Best in what you might call "soul jazz": Scary Goldings IV by Scary Goldings

Best in what you might call "world music": Ali by Vieux Farka Toure with Khruangbin

A favorite not mentioned so far: Good and Green Again by Jake Xerxes Fussell

Best from 2021 that I didn't hear until 2022: Psalms by Nathan Salsburg

Favorite re-issue/archival release of the year: Door Harp by Michael Houser

Bonus: Best new live band discovery (non-studio album): Eggy

BEST OVERALLDragon New Warm Mountain I Believe in You by Big Thief

that just about covers it.


Saturday, December 3, 2022

Goose and Trey with special guest Billy Strings - 11/17/22 Fairfax, VA

I'm feeling the need to write something about the Goose and Trey Anastasio Band concert that I went to last month in Fairfax, VA. It was one of the best nights of music I have ever witnessed, and I've been going to concerts for 30 years now. This was a pretty historic one.

First off, I liked the venue. Sure, on one hand it's just another college basketball arena. But parking was super easy and no additional cost, bars and restaurants are a short walk away, and the general admission policy for this event meant that if you got in early enough you could grab a good spot, which we did. This all contributed to being a in a very receptive, eager mood for Goose's set. 

Goose opened with Arrow and took it big, stretching well over 20 minutes. If there was any question about this band's ability to play arenas that was certainly quelled on this night at least. The song and jam went over well with the eager crowd and this didn't feel like an "opening" band kind of vibe. This was a co-headliner performing and making a bold statement. Arrow was followed by Seeker on the Ridge Parts 1 and 2. I like the slow build of Part 1 and the release when it merges into Part 2. I was focusing on being "in-the-moment" during this part of the set. A new Goose song called Thatch came next, in its 2nd performance ever, having debuted earlier on this TABoose tour.

My ability to stay present fled a bit during Arcadia, as my mind started to dwell on the hunch that Trey would be coming out next to play a couple songs with Goose. Sure enough, that is what happened. Trey sat in for two of Goose's original songs - Hungersite and Tumble. 

As I was watching it go down, I wasn't sure if this much hyped sit-in was living up to its potential. Did the twin guitars of Trey and Rick from Goose contribute to a sparkling jam, or did it devolve into just a guitar duel?

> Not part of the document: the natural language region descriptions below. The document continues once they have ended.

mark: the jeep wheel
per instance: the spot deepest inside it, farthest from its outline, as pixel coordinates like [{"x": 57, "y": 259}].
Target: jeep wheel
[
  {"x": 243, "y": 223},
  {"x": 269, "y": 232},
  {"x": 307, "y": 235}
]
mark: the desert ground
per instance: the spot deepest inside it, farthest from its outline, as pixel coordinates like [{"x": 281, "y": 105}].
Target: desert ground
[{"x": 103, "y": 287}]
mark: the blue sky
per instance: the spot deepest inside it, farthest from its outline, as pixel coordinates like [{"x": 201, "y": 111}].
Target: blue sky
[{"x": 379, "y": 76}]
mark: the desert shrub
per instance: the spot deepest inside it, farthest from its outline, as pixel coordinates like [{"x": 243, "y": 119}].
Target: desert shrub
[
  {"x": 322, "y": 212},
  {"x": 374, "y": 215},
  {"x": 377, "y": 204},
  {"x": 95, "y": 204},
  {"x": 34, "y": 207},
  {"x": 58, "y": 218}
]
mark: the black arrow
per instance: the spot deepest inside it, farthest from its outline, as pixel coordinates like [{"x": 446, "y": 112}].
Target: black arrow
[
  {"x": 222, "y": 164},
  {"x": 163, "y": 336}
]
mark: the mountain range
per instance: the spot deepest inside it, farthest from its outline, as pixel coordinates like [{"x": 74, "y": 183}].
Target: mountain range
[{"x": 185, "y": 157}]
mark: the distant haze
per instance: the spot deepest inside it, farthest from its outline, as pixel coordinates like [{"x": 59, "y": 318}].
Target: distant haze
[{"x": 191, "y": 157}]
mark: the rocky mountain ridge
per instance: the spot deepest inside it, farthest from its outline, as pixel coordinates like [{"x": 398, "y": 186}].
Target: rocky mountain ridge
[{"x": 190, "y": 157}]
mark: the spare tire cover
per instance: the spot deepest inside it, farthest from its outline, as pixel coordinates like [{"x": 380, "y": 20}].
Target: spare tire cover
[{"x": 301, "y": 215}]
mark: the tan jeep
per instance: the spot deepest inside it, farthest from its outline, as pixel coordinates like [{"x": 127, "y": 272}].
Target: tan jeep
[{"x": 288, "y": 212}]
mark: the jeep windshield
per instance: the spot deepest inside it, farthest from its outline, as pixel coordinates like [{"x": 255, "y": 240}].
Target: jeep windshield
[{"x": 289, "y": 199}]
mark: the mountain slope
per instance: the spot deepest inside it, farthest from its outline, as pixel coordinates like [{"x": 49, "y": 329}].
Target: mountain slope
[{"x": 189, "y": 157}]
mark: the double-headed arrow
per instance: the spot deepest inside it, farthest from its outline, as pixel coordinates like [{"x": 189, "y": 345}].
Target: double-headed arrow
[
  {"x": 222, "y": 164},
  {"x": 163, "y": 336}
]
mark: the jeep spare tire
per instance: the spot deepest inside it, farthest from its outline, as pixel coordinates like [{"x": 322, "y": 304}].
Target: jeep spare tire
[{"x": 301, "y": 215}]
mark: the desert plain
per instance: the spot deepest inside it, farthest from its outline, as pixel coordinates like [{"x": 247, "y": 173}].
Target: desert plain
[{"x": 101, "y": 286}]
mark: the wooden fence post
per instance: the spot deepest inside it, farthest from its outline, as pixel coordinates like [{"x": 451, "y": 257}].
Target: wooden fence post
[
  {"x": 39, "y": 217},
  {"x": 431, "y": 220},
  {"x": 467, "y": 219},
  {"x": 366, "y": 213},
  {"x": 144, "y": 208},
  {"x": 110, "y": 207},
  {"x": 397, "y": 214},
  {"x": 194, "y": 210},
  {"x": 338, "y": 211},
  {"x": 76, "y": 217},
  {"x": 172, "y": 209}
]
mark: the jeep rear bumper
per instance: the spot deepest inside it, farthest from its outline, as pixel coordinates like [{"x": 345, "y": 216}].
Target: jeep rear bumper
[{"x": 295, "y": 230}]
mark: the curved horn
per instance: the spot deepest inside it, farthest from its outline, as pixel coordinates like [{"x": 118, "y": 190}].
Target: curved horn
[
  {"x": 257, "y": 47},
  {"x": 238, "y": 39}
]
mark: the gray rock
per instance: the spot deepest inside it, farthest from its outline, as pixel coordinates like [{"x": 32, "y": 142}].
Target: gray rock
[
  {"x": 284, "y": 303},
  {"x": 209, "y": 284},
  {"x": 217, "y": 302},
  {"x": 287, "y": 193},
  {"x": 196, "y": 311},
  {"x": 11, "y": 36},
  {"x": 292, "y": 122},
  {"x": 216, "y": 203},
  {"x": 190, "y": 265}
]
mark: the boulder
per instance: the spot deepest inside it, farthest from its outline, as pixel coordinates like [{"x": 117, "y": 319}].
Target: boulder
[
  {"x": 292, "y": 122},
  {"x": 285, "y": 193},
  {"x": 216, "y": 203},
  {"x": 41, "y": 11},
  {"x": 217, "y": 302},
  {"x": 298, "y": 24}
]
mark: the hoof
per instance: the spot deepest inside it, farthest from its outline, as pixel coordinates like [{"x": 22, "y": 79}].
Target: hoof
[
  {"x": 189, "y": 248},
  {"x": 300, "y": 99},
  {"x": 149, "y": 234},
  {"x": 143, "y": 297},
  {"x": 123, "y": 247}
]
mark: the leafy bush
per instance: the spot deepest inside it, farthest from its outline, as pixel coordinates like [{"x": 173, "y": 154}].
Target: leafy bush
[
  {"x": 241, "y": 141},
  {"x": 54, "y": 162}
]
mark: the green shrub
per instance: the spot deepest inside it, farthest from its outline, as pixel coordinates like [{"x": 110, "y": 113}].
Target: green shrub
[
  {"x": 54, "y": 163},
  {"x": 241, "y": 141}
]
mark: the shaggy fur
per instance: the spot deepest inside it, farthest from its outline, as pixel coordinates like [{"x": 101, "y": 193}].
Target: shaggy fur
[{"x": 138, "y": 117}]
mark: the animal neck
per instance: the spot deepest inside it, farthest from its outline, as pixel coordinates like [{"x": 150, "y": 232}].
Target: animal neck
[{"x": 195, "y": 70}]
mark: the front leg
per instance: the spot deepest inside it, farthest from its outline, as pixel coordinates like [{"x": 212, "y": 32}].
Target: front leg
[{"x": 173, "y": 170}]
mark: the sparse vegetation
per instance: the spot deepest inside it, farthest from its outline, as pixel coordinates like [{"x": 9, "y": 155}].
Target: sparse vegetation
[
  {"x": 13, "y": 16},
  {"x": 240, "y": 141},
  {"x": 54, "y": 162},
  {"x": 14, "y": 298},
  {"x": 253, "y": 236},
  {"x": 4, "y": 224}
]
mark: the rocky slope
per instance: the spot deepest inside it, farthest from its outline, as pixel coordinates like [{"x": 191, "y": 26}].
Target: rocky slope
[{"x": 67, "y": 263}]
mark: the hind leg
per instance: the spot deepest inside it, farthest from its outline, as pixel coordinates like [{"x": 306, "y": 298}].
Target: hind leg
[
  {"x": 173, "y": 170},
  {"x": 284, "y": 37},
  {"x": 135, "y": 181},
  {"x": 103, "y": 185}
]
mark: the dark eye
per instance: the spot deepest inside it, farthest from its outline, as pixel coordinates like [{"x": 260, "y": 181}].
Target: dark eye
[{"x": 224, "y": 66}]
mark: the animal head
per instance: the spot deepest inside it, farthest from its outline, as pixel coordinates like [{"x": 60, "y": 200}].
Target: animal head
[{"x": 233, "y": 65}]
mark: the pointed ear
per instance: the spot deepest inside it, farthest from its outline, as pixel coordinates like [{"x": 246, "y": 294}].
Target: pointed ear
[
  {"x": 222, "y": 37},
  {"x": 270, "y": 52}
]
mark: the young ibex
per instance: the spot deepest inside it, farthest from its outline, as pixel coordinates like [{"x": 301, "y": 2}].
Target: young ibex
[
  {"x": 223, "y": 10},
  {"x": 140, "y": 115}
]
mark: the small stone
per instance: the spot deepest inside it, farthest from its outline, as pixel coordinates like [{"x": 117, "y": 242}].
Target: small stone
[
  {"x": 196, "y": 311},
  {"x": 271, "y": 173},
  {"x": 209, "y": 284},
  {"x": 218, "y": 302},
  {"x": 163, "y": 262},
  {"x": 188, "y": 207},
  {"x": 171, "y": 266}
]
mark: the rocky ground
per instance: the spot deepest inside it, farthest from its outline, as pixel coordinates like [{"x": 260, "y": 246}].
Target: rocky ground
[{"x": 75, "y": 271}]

Hard to say. It sounds good on re-listen, but I would have preferred it if Rick had backed off and given Trey space to let the music breathe and include the rest of the band in more of a collaborative, rather than supportive, role. Before I knew it the set was done. Now it was time for Trey's band.

The original plan was to maybe leave at some point during Trey's set. I'm a big Phish fan, but (before this night) never really considered myself a fan of the Trey Anastasio Band, having seen TAB only a handful of times since its incarnation over 20 years ago. This night would prove to be different. My friend sent me a text tipping me to the rumor that Billy Strings was in the house. The plan now was to stay 'til the end. 

The rumor was right - Billy did come out to play - but even before Billy came out Trey's set was incredible. Even though I had been in attendance to TAB shows before, I almost feel like this was my first time actually seeing the Trey Anastasio Band. Seeing everything about it in a new light, getting the sophistication and message of the music for perhaps the first time ever. When Billy finally did come out, what had already been a 10 out of 10 went up to eleven! This is where the night turned the corner from being not just a great night of music, but a peak musical experience. Billy added so much in such a humbling, non-ego way.

I feel like I learned something over the course of this set and the encore. Or re-learned something I had forgotten. Here on stage with Trey and his band was Billy Strings and members of Goose. There's no reason to judge or be negative or to compare or criticize. This younger generation of bands (and their fans) is doing a great job of cultivating a community of not just positivity, but positivity plus a level of professionalism and inclusion that transcends the previous norm. It's inspiring and makes me want to be the best listener I can be.